The opinions expressed herein are the guests' alone and have not been reviewed by a WebMD physician. If you have questions about your health, you should consult your personal physician. This event is meant for informational purposes only.

MODERATOR:
Welcome to WebMD Live. Our guest today is Mary Jane Minkin, MD, co-author of A Woman's Guide to Menopause and Perimenopause. She is here to answer your questions about menopause and perimenopause.

Welcome to WebMD Live, Dr. Minkin. After all of the discussion about hormone replacement therapy (HRT), I'm surprised to see ads for it again on TV. Can you bring us up to date on HRT?

MINKIN:
One reason we're seeing more information is the fact that part two of the women's health initiative (WHI) came out about a year ago, and that was for women who had had a hysterectomy and who were being given estrogen alone, no progestins.

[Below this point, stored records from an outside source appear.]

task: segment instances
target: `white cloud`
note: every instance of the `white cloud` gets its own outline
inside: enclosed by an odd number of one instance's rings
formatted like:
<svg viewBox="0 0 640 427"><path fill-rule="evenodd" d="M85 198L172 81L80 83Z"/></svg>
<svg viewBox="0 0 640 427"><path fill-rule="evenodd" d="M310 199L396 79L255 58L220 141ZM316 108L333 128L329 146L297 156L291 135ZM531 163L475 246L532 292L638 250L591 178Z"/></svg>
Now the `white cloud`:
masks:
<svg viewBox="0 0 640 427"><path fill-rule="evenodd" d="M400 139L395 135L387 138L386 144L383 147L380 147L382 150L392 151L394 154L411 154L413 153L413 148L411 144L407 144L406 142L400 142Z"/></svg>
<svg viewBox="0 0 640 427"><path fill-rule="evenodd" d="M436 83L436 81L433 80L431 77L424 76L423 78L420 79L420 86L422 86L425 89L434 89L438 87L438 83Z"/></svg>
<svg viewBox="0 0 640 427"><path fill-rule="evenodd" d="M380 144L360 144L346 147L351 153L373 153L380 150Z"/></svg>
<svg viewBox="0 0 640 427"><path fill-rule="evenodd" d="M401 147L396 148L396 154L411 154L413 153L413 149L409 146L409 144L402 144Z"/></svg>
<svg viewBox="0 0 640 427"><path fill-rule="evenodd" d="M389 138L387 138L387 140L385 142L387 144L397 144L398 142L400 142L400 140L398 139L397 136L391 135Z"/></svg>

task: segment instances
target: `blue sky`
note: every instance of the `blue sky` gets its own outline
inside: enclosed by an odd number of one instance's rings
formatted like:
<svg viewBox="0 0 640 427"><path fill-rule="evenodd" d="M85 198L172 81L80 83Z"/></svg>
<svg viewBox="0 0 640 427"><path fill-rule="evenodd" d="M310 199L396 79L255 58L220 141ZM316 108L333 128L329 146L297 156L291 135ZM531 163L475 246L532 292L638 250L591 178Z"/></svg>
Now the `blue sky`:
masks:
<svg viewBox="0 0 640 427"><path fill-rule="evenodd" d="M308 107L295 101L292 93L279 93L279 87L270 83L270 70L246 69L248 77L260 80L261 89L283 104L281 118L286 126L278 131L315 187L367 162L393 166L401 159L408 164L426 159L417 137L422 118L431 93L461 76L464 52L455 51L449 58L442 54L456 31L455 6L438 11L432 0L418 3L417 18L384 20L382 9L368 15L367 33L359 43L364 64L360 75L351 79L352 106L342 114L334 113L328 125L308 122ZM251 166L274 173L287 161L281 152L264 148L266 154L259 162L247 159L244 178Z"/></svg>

That study showed actually a reduction in breast cancer in the women taking estrogen. This caused people to rethink the first part of the initiative as well, and a new set of guidelines came out this past fall from the North American Menopause Society (NAMS).

The web site of NAMS is menopause.org, where you can read that the guidelines have changed and indeed, the experts are now stating that if you need estrogen for relief of symptoms, it is quite reasonable to take it, under a health care provider's supervision.

The symptoms they particularly single out are:

  • Hot flashes
  • Sleep
  • Sexuality

Of course there were problems with the WHI design originally, because it was not designed as a study of younger women going through menopause. It was really seeing if estrogen given to older women helps prevent heart disease.

Indeed, in that study, it did not, but for starters, the average age of women starting the WHI was 63. And of course they also only looked at one preparation of estrogen and progestin, namely Prempro. You should, of course, speak with your health care provider if you have any symptoms of menopause.

"Women can start getting menopausal symptoms way before they hit their last menstrual period and they can get symptoms for five or sometimes even eight years before they hit true menopause."

MODERATOR:
Can you define menopause?

MINKIN:
Technically it's what I call a retrospective diagnosis, because you have to go a full year without a period to officially say you're in menopause. Until that time, you are technically in perimenopause.

Now, women can start getting menopausal symptoms way before they hit their last menstrual period and they can get symptoms for five or sometimes even eight years before they hit true menopause.

These symptoms can include:

  • Hot flashes
  • Night sweats
  • Insomnia
  • Irritability
  • Vaginal dryness
  • Bladder symptoms

All of those can happen way before you hit the final period and go that full year.

MEMBER QUESTION:
I am 45 and still having my period, but I am very irritated at times. Sometimes I am the most irritated with the people I love. Is this normal? Also, almost every night I wake up sweating. Are these all signs of menopause?

MINKIN:
The answer is quite possibly, and the problem is it's impossible to say for sure, because there is no true blood test of perimenopause. However, one thing that one could easily try is either a little estrogen or, and this may sound crazy -- low-dose birth control pills.

If all the symptoms resolve, I would think that these were related to perimenopause. Now of course, some of these symptoms can also be related to PMS, which can occur years before menopause. Again, sometimes birth control pills will help.